Octahydrocurcumin

Different Curcuminoids Inhibit T-Lymphocyte Proliferation Independently of Their Radical Scavenging Activities[Reference: WebLink]

Pharmaceutical Research,2008, 25,(8):1822-7.

We investigated the inhibitory effects of curcumin, curcumin derivatives and degradation products on OKT3-induced human peripheral blood mononuclear cell (PBMC) proliferation and the role of their radical scavenging activity.
METHODS AND RESULTS:
OKT3-induced human PBMC proliferation was determined by measuring 3H-thymidine incorporation. Radical scavenging activity was evaluated by using an in vitro DPPH assay. OKT3-induced PBMC proliferation was inhibited by curcumin, isocurcumin, bisdesmethoxy-, diacetyl-, tetrahydro-, hexahydro-, and Octahydrocurcumin as well as by vanillin, ferulic acid, and dihydroferulic acid with IC50-values of 2.8, 2.8, 6.4, 1.0, 25, 38, 82, 729, 457, and >1,000 μM, respectively. The investigated substances with the strongest effect on radical scavenging were tetrahydro-, hexahydro-, and Octahydrocurcumin with IC50 values of 10.0, 11.7, and 12.3 μM, respectively. IC50-values of dihydroferulic acid, ferulic acid, and curcumin were 19.5, 37, and 40 μM. The substances with the lowest radical scavenging activities were vanillin, isocurcumin, diacetylcurcumin, and bisdesmethoxycurcumin with IC50 values higher than 100 μM each.
CONCLUSIONS:
Curcuminoid-induced inhibition of OKT3-induced PBMC proliferation depends on the number of carbon atoms and double bonds of the 1,6-heptadiene-3,5-dione structure as well as on the phenolic ring substitutes of the curcuminoids but is not correlated to their respective radical scavenging activity.

Comparative antioxidant activities of curcumin and its demethoxy and hydrogenated derivatives.[Pubmed: 17202663]

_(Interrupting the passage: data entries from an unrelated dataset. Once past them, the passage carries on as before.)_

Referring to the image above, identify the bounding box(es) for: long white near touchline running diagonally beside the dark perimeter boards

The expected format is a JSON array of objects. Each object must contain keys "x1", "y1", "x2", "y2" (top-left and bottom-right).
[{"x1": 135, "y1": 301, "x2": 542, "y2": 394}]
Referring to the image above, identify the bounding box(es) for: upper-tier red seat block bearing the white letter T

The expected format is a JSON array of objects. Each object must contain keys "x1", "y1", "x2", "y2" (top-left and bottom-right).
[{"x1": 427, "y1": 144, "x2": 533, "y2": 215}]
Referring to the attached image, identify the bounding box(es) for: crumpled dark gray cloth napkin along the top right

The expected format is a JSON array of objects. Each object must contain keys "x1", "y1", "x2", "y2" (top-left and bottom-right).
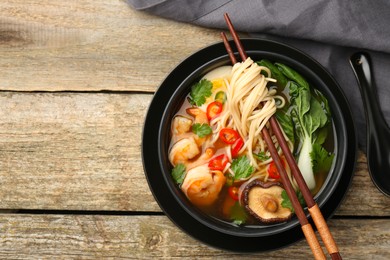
[{"x1": 127, "y1": 0, "x2": 390, "y2": 151}]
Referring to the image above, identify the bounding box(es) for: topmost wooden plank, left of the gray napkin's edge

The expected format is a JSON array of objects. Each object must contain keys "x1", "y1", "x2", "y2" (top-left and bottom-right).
[{"x1": 0, "y1": 0, "x2": 220, "y2": 92}]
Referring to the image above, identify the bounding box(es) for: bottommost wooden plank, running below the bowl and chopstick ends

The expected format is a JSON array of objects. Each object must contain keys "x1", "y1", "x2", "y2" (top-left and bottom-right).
[{"x1": 0, "y1": 215, "x2": 390, "y2": 260}]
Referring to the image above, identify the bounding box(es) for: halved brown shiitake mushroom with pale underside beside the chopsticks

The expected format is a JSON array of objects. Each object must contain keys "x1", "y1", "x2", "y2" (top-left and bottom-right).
[{"x1": 243, "y1": 180, "x2": 293, "y2": 224}]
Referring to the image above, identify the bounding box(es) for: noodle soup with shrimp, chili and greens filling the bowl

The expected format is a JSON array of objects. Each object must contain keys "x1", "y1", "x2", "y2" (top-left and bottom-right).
[{"x1": 168, "y1": 58, "x2": 334, "y2": 225}]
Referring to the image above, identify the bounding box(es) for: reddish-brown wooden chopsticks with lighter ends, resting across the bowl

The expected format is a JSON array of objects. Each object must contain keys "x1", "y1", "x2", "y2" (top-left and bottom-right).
[{"x1": 221, "y1": 14, "x2": 342, "y2": 259}]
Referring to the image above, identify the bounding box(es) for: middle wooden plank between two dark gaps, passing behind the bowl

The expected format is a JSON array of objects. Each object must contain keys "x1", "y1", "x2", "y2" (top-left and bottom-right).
[{"x1": 0, "y1": 92, "x2": 390, "y2": 216}]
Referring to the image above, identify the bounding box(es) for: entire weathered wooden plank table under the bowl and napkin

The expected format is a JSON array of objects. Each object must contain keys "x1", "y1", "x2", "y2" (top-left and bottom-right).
[{"x1": 0, "y1": 0, "x2": 390, "y2": 259}]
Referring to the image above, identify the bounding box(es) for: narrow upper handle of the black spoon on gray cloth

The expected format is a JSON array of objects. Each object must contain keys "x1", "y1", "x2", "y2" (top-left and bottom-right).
[{"x1": 350, "y1": 52, "x2": 387, "y2": 130}]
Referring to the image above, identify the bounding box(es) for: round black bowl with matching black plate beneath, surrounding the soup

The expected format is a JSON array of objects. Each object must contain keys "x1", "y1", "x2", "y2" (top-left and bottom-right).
[{"x1": 142, "y1": 39, "x2": 357, "y2": 252}]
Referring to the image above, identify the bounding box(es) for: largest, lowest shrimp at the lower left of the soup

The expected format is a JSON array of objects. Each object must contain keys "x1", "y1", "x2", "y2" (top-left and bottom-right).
[{"x1": 181, "y1": 164, "x2": 226, "y2": 206}]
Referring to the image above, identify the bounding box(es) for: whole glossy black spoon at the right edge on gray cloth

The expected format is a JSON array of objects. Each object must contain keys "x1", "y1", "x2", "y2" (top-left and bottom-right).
[{"x1": 350, "y1": 52, "x2": 390, "y2": 196}]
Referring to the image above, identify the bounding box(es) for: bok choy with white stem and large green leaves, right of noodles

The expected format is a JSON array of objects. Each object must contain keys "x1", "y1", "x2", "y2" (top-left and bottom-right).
[{"x1": 257, "y1": 60, "x2": 334, "y2": 189}]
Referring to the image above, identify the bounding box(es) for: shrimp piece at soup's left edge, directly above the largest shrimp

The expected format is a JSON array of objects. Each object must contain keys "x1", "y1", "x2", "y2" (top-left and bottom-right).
[{"x1": 169, "y1": 136, "x2": 200, "y2": 166}]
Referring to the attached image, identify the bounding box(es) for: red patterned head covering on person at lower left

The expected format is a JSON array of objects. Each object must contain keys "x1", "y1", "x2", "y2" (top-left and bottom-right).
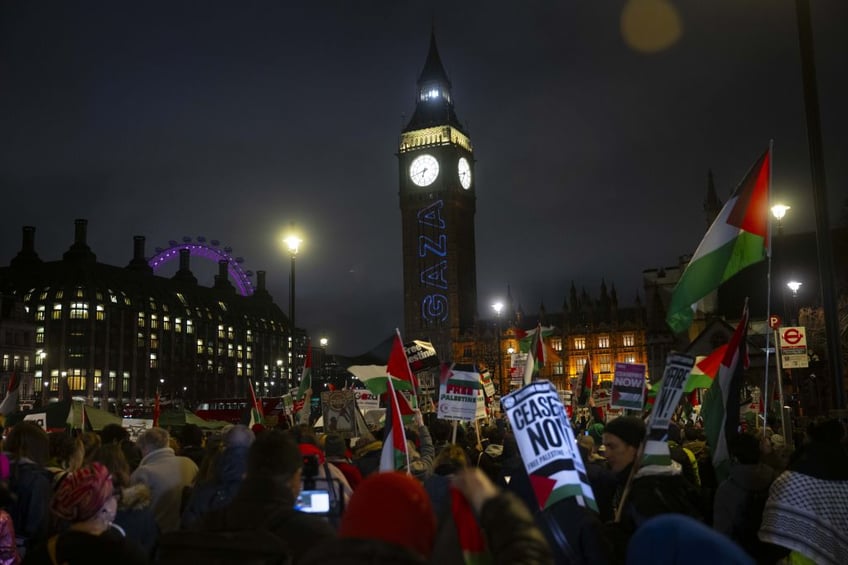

Biol.Pharm. Bull., 2007, 30(1):74-8.

METHODS AND RESULTS:
The antioxidant activities of curcumin, its natural demethoxy derivatives (demethoxycurcumin, Dmc and bisdemethoxycurcumin, Bdmc) and metabolite hydrogenated derivatives (tetrahydrocurcumin, THC; hexahydrocurcumin, HHC; Octahydrocurcumin; OHC) were comparatively studied using 2,2-diphenyl-1-picrylhydrazyl (DDPH) radical, 2,2'-azobis(2-amidinopropane)dihydrochloride (AAPH) induced linoleic oxidation and AAPH induced red blood cell hemolysis assays. Hydrogenated derivatives of curcumin exhibited stronger DPPH scavenging activity compared to curcumin and a reference antioxidant, trolox. The scavenging activity significantly decreased in the order THC>HHC=OHC>trolox>curcumin>Dmc>>>Bdmc. Stronger antioxidant activities toward lipid peroxidation and red blood cell hemolysis were also demonstrated in the hydrogenated derivatives. By the model of AAPH induced linoleic oxidation, the stoichiometric number of peroxyl radical that can be trapped per molecule (n) of hydrogenated derivatives were 3.4, 3.8 and 3.1 for THC, HHC and OHC, respectively. The number (n) of curcumin and Dmc were 2.7 and 2.0, respectively, which are comparable to trolox, while it was 1.4 for Bdmc. The inhibition of AAPH induced red blood cell hemolysis significantly decreased in the order OHC>THC=HHC>trolox>curcumin=Dmc.
CONCLUSIONS:
Results in all models demonstrated the lower antioxidant activity of the demethoxy derivatives, suggesting the ortho-methoxyphenolic groups of curcumin are involved in antioxidant activities. On the other hand, hydrogenation at conjugated double bonds of the central seven carbon chain and beta diketone of curcumin to THC, HHC and OHC remarkably enhance antioxidant activity.